Founded in 1965, Modern Poetry in Translation (MPT) is a literary magazine and publisher that brings the best new poetry, essays and reviews from around the world. It aims to give a voice to the silenced, exiled and excluded, and create a diverse and creative community of translators, poets and readers.

What did they need?

Under new leadership, the organisation sought to expand their readership by revitalising their identity and magazine design. While the subscription arm has always been profitable, its consumer base was shrinking, making it imperative for the publisher to reach readers who regularly buy similar titles from bookshops, supermarkets and retailers. It needed a front cover that would grab attention.

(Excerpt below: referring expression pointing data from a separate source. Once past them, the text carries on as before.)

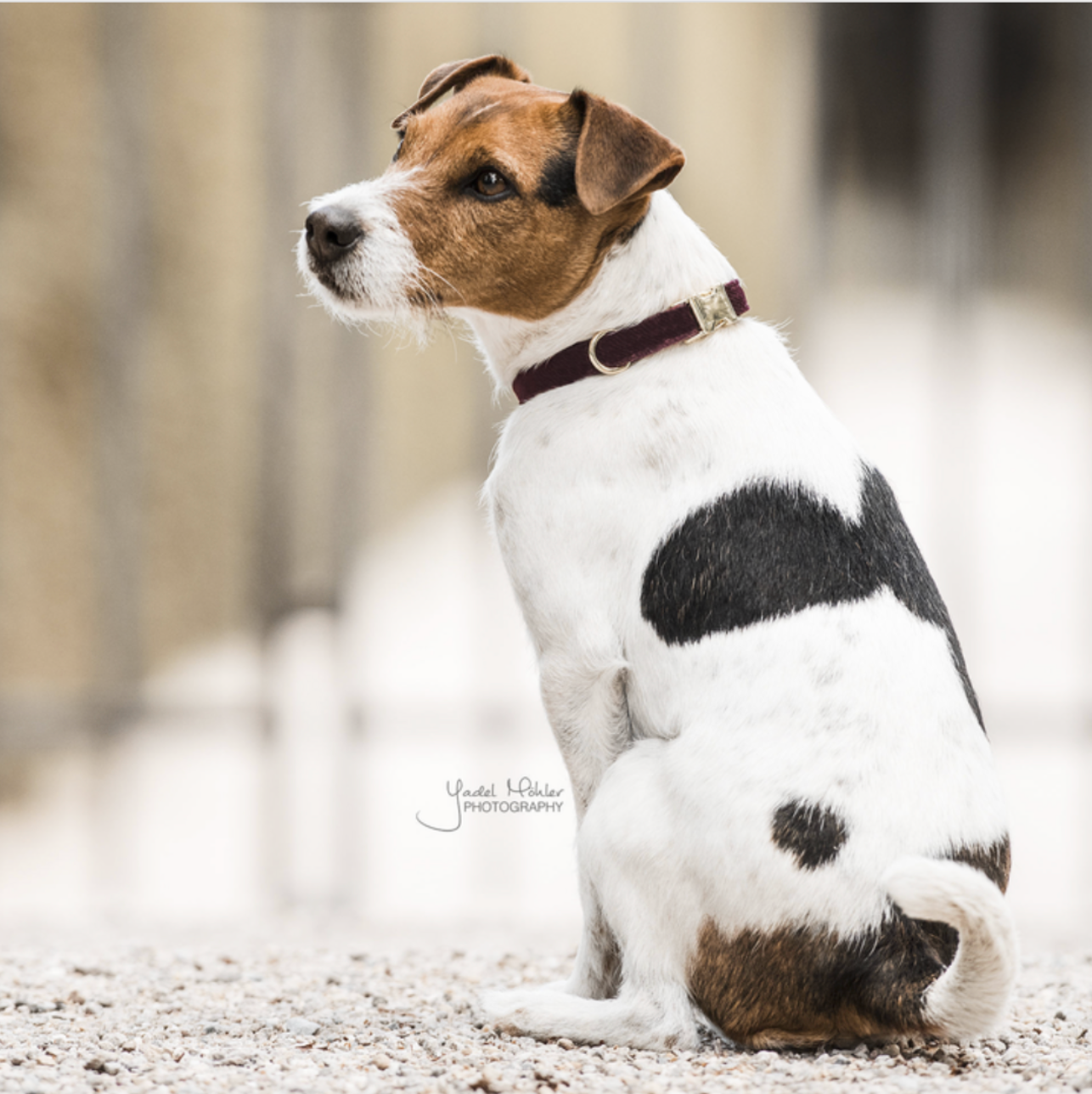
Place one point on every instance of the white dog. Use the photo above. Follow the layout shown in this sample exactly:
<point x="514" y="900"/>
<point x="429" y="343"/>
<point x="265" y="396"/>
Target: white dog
<point x="790" y="824"/>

The brand had become removed from its design legacy and needed a refresh. With many translations, it was essential that content supported a wide range of linguistic requirements.

What did I do?

Working closely with the leadership, I led the brand identity with a bold new look that matches its forward-thinking content. The project includes a new editorial design for the print publication and multimedia marketing collateral. I also acted as brand guardian for the digital design of their website, developed by Surface Impression. At their fiftieth anniversary, I was invited to design a celebratory identity for events and the magazine’s front cover.

My approach

The update pays homage to the magazine's iconic designs by Richard Hollis in the 1960s and 70s, but adds a larger sense of the contemporary. I consulted with MPT on their brand strategy, looking at the history of the magazine, and other publications in its category. I revived the spirit of MPT’s design legacy through a new logotype, by modifying a contemporary typeface with the same weight and structure as the iconic sans-serif of the early issues.

The logotype acts as a powerful masthead on the magazine front cover, contrasted by an illustrative cover art direction that commissions a fresh illustration for each issue by young international artists. To intrigue new readers, the artwork is reinterpreted with 2–4 Pantone colours, rendered as bright, saturated colours with fluorescents and metallics for special issues. Duotone colour in the text pages aids typographic hierarchy and adds interest by deviating from the conventional uniformity of the black and white page.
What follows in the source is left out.